I don’t know whether we should get used to this as “routine”, but the “routine” that I know we should get used to is the car bomb explosions, anywhere and anytime. We depend on our luck to survive, but may not have the same survival chances when faced with kidnapping, assassination, sniper shooting or even torture.

Dying for knowledge

Many of our scientists and scholars have been killed and many others were liquidated in different ways. Maybe it is the cost of knowledge. As a postgraduate student, that may be my fate, however, as a doctor, my fate may be more bitter.

Since I was a child, my lifelong dream was to become a world-ranked doctor who always does his best to improve the quality of life of his patients. My lifelong dream was my stimulus to be always a top student in my class. However today, my lifelong dream is the stimulus to kill me.

Here, in what was the most peaceful place in the world, my guilt is that “I am a doctor”. It has become the “right” of the armed groups to kill us, because we are doctors. This is our luck. This is what we should learn on daily basis. Moreover, if a doctor is being killed by a gunshot, believe me, it’s good luck. Many others have been tortured to death and yet others maimed.

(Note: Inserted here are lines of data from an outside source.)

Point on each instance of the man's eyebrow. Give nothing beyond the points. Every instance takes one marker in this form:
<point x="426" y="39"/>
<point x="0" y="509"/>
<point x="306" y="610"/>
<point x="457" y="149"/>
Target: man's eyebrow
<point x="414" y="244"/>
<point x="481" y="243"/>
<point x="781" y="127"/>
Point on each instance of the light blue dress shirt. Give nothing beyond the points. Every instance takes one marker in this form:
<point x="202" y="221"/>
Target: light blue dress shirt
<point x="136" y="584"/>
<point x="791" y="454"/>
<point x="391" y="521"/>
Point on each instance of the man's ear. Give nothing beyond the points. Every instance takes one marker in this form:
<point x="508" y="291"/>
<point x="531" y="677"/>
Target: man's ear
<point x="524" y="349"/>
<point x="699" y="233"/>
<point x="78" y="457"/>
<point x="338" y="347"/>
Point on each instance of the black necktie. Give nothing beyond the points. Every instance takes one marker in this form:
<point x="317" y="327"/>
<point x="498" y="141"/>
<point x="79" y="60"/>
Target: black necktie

I don’t know what your feelings would be when you realise that one of your colleagues has been killed in this way. I don’t know what your feelings would be when you hear this on a daily basis. As a Syrian doctor, my luck is to live where the law of the jungle is becoming the dominant law.

At the time of writing this message to the world, I have survived several murder attempts when going to work my nightshift at Damascus University Hospital. I think “luck” is playing a role at the moment. I am not sure whether luck is still at my side. Sometimes, I think I survive because of my noble duties serving patients.

I am not sure I became a military target because of “myself”, but I am sure I became a military target because of my sacred duties as a doctor. I believe they want to destroy our community infrastructures; the medical, the academic and the educational ones. I am saying this because I am not the only one. Many of my colleagues have received threatening letters to stop going to hospitals. Whatever the cost, our priority is always to serve the patients, even at the expense of our survival.

When will my turn come?

Every morning, when I go to my work I ask myself the same question. I go to the hospital every day as a doctor who does his best to save the life of victims of Syria crisis. Should I await the day when I go there as a lifeless body - a victim of the same conflict?

Yes, I would like to leave my country, but not because of I am afraid or fearful, at all. My aspiration is to get further medical expertise in order to contribute more effectively to medical services in my own country, where my patients eagerly await me. My country is in need. No one is helping and we are dying.

Now, I feel that no one cares about Syria. All organisations I have contacted have apologised in one way or another. Others when they realised the tragedy in which we live, they did not send any reply. Maybe they felt ashamed to send me a negative response.

I have never felt so helpless and hopeless as when I imagine my educational future being destroyed before my very eyes. For me, education is the essence of my life, even more than air, water and food.

Because I am still alive, I can ask for help. Today, I knock on the door of CARA, my last hope. To whom it may concern, to anyone, hear my words.